GNOME Bugzilla – Bug 660343
use of GnomeWallClock broke gnome-screensaver on OpenBSD
Last modified: 2011-10-03 21:21:52 UTC
Hi. The following commit: ---------------------------------------------------------------------- From 62c7262736e93dbeb5be80bfc5c7e9200b1f0c01 Mon Sep 17 00:00:00 2001 From: Colin Walters <walters@verbum.org> Date: Thu, 01 Sep 2011 16:54:41 +0000 Subject: Use GnomeWallClock This centralizes clock handling. https://bugzilla.gnome.org/show_bug.cgi?id=657959 ---------------------------------------------------------------------- broke gnome-screensaver on OpenBSD. When trying to lock, the display hangs completely, I can still see the Desktop but I cannot click anywhere. The process then goes up to 100% cpu. Reverting the commit makes it work fine again. This is what I get when attaching gdb to the process: (gdb) bt
+ Trace 228617
Created attachment 197640 [details] backtrace Seems the bt was mangled, here's the complete one.
From the backtrace it looks like g_time_zone_new() hangs/never returns on OpenBSD. To be sure, if you attach several times the backtrace is always at line 392 of g_time_zone_new ?
(In reply to comment #2) > To be sure, if you attach several times the backtrace is always at line 392 of > g_time_zone_new ? Not always.
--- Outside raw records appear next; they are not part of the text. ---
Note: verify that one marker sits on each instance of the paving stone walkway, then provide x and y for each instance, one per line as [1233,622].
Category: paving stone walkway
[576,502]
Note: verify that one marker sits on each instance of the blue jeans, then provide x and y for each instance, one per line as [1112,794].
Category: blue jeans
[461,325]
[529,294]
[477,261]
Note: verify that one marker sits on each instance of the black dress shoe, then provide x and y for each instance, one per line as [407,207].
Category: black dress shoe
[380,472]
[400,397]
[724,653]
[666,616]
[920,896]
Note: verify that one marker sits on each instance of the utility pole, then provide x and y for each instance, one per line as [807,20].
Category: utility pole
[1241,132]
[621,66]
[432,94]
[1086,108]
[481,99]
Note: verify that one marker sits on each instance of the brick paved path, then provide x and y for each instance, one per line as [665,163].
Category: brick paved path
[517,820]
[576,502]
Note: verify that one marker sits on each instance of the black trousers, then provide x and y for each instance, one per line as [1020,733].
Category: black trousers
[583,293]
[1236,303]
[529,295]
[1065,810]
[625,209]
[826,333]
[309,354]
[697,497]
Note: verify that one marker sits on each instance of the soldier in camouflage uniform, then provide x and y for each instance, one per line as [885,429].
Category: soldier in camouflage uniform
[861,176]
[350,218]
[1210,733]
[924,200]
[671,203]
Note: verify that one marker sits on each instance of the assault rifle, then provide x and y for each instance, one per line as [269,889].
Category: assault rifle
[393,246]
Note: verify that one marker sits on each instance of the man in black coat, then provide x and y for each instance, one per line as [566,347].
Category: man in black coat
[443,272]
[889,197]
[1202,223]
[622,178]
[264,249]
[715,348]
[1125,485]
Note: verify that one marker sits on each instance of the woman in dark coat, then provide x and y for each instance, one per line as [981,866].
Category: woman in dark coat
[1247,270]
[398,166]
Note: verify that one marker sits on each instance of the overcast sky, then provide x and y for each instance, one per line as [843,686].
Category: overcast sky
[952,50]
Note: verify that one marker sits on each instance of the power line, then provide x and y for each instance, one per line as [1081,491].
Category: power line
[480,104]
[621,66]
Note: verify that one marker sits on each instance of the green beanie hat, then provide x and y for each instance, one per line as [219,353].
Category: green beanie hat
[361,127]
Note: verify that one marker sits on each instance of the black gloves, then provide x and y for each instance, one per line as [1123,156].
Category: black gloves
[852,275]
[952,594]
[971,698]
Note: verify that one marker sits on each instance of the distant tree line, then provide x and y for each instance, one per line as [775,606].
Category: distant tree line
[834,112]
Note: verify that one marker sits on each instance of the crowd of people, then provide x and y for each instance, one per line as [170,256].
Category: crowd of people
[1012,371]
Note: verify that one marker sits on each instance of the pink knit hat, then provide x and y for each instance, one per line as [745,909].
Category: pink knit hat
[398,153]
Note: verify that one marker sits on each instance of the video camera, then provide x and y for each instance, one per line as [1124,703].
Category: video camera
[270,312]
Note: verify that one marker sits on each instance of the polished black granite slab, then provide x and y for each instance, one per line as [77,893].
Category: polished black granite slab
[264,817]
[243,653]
After letting it loop for about 20 secs, I'm getting either the first backtrace I posted (g_time_zone_new()) or this new one. It still has to do with gdatetime/gtimezone though.
Created attachment 197733 [details] backtrace2
CCing walters, who wrote GnomeWallClock
This code: while (manager->priv->fading) { gtk_main_iteration (); } Is pretty horrible. I'm not seeing why it would cause this specific problem, but it may be the source of unexpected reentrancy. Are there multiple threads involved here? Can you get a "t a a bt"?
(In reply to comment #6) > Is pretty horrible. I'm not seeing why it would cause this specific problem, > but it may be the source of unexpected reentrancy. > > Are there multiple threads involved here? Can you get a "t a a bt"? Done. I attached several times and the output can be different. Side note: unexpected reentrancy can have immediate issues on OpenBSD -- at least issues that other OS may not run into right away; that is because our threads are still stuck in the 80's (userland threads playing with O_NONBLOCK on fds).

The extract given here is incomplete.